Kids hook hearts at derby

Published November 13, 2005

ST. PETERSBURG - Jacob Taylor wanted to play outside like other kids.

As his mother Rebecca put it: "Hospital life is no life for anyone."

It was especially hard on the 7-year-old who, despite his age, weighed just 35 pounds.

"There were not a whole lot of smiles," Rebecca Taylor said. "It was a very, very hard time for everybody."

But the leukemia patient got an unusual invitation. Tampa attorney Steve Yerrid was hosting a fishing day for children at the Renaissance Vinoy Resort Marina.

Yerrid, an avid inshore and offshore fisherman, would supply rods, reels and bait. The Coastal Conservation Association and the Florida Fish and Wildlife Conservation Commission would have volunteers on hand to offer the necessary expertise. All Jacob had to do was show up.

"He didn't catch anything," his mother said. "But it really didn't matter. It got him out of the hospital for a day, and that made a huge difference."

Today, Jacob is just another seventh-grader at Osceola Middle School. He has put on weight and regrown his hair, and smiles no longer are in short supply.

"He has undergone his last treatment," his mother said. "We have come a long way."

On Friday, there was a larger than life picture near the stage at the Steve Yerrid Kid's Fishing Derby.

When Yerrid saw Taylor, he couldn't believe how the youngster had grown.

"What, you too big for hugs now?" Yerrid asked him.

Taylor smiled.

"That's what I wanted to see," Yerrid whispered in my ear. "It's all about the smiles."

The derby, in its seventh year, started with seven children. This year more than 70 young cancer patients crowded the docks at the Vinoy for the derby, probably the most popular event in the four-day Chuck LaMar Mercury Grand Slam Fishing Tournament.

"You come out here and you can see the results of all the hard work that is being done," said Yerrid, a major supporter of the Tampa-based Pediatric Cancer Foundation. "We know that 20 percent of the kids out here won't make it. But 15 years ago, that number was 40 percent. We are making a difference, but we still have a lot of work to do."

LaMar and his friends have raised more than $1-million for research. The former Devil Rays general manager, an avid angler who has traveled the world, said the derby has become the highlight of what many consider to be the premier charity fishing event in the Tampa Bay area.

"I know that some of the kids fishing here today may not be here next year," said LaMar, the father of three. "That can be hard to deal with at times. But it just shows how important our work is. We can find a cure."

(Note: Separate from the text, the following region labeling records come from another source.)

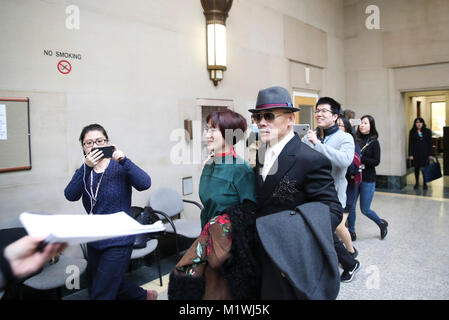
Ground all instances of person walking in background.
[335,116,362,250]
[302,97,360,282]
[408,117,433,190]
[348,115,388,239]
[64,124,157,300]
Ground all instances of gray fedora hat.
[248,87,300,113]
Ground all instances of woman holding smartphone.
[348,115,388,241]
[64,124,157,300]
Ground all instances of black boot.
[379,219,388,240]
[349,232,357,241]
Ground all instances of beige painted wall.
[344,0,449,176]
[0,0,345,227]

Tampa's Kenny Hyatt is one of Florida's most successful tarpon fishing guides. The rich and famous wait in line for the chance to fish with the man, who this summer landed the largest tarpon (216 pounds) ever caught in Boca Grande Pass. But on Friday, he spent his morning hooking shrimp instead of tarpon.

"This has been a real humbling experience for me," Hyatt said. "It makes me think of just how lucky I am."

Barbara Reebold, the foundation's executive director, said the derby is often the "bright spot in the whole year" for many of the young cancer patients.

"When you work in research, you don't get to see the results up close," she said. "But come out here all you have to do is look around. You can see it in the smiles."